January 28, GKFX – Prices of the barrel of West Texas Intermediate have started the week on a negative mood, breaking below the $53.00 mark although still within the multi-session consolidative theme.
WTI weaker on slowdown concerns, data
Prices of the barrel of the American benchmark for the sweet light crude oil are losing further ground at the beginning of the week, as concerns over a global slowdown appear to have returned to the markets.
Prospects of a slowdown in the global economy are reinforced by the sharp drop in the Baltic Dry index – which gauges the costs of shipping raw materials – of around 48% since the summer 2018.
Additionally, rising US oil output and the recent uptick in the US oil-rig count continues to hurt the sentiment and adds to the ongoing concerns.

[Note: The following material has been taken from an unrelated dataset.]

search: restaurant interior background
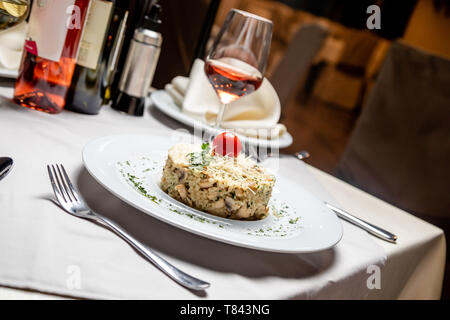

Looking ahead, all eyes will be upon the US-China trade talks, which are set to resume on Wednesday and Thursday in Washington. Furthermore, the API and the EIA will publish their report on US supplies on Tuesday and Wednesday, respectively.
What to expect next?
The ongoing OPEC+ agreement to curb oil output remains the almost exclusive source of support for prices. Also sustaining higher prices, supply concerns in Libya and Venezuela are set to persist for the time being, while current US sanctions limiting Iranian oil exports also collaborate with the better sentiment.
However, this bullish view is somewhat offset by the above mentioned possibility of a global slowdown, uncertainty around the US-China trade war and oversupply concerns in response to rising US oil production.
WTI price forecast
At the moment the barrel of WTI is losing 1.66% at $52.42 and a break below $51.27 (55-day SMA) would aim for $50.67 (55-day SMA) and then $50.34 (low Jan.14). On the flip side, the next up barrier lines up at $54.22 (2019 high Jan.21) would aim for $54.48 (monthly high Dec.4) and finally $58.00 (high Nov.18 2018).